Russians are observing the first anniversary of the Dubrovka theater hostage-taking by Chechen rebels that ended in the death of 130 people.
Former hostages and family members of victims filed quietly past the new 10-meter-tall granite memorial to place flowers, candles, and personal photographs at its base. The memorial is topped by three bronze flying cranes, a symbol of sorrow in Russia.
A short distance away, on the front wall of the theater, is a new plaque inscribed with the names of the more than 100 hostages who died in the siege, mostly from a deadly dose of the knock-out gas used by Russian special forces in storming the building to free the hostages.
All the Chechens were killed on the scene.
Recently, Russian President Vladimir Putin disputed critics' claims that the government is to blame for the casualties. He said the gas was harmless and the the hostages died because of weakened immune systems and the stress resulting from their three-day ordeal.
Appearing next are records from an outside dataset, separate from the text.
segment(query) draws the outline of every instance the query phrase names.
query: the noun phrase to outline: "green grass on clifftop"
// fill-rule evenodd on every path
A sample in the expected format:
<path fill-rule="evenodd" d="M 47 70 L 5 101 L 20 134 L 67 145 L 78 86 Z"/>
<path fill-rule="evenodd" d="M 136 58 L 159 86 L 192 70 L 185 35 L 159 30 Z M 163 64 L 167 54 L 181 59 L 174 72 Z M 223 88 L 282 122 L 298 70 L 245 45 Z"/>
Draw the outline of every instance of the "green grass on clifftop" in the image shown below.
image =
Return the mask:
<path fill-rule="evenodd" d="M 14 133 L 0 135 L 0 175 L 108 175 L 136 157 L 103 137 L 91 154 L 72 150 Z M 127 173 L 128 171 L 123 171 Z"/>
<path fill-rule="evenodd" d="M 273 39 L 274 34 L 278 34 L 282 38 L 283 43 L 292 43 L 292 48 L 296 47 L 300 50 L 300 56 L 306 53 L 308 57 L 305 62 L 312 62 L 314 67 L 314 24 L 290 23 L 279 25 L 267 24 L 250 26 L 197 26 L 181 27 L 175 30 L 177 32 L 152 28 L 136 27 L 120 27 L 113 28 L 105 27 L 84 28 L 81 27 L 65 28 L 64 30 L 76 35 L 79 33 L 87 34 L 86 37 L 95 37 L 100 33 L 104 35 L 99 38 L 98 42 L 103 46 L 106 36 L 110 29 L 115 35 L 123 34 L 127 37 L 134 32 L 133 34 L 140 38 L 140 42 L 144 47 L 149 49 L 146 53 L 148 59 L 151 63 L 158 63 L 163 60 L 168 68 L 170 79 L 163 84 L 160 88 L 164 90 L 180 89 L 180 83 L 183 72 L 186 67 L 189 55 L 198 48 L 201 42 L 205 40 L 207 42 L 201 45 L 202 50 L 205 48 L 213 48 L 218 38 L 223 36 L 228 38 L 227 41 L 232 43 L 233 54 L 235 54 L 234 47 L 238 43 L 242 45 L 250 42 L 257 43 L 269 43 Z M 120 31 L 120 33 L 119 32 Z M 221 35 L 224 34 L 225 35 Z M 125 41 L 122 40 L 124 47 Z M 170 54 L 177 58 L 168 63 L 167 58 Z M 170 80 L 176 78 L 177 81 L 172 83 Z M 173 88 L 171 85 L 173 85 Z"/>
But this woman, whose sister was among the dead, is offended by that suggestion. She says she is left to care for her sister's son while the government has not had to answer how such a deadly gas was used, or why doctors were not better informed about what to expect.
She says she has only one question: how did they dare to use this terrible drug gas? If only Mayor [of Moscow Yuri] Luzkhov or President Putin's daughters were here, she asks, would they then have used the gas in this situation?
Others, like this woman, whose daughter was one of two hostages shot by the Chechen gunmen, were more conciliatory.
Talking through tears, the mother says she wants everyone to live in peace and an end to all war. This is the most important thing, she says.
The Dubrovka hostage crisis renewed international attention on the conflict in Chechnya, where Russian forces have been fighting separatist rebels for the the past nine years.
The rebels say they are fighting for independence. But President Putin has said they have ties to Osama bin Laden's al-Qaida network and are no better than the terrorists.
President Putin was not present at the theater ceremony, but he mentioned it while opening Russia's first military base in Central Asia since the collapse of Communism.
President Putin says the Dubrovka theater tragedy left a deep wound that will not heal for a long time. He also called for continued vigilance against ongoing terrorism.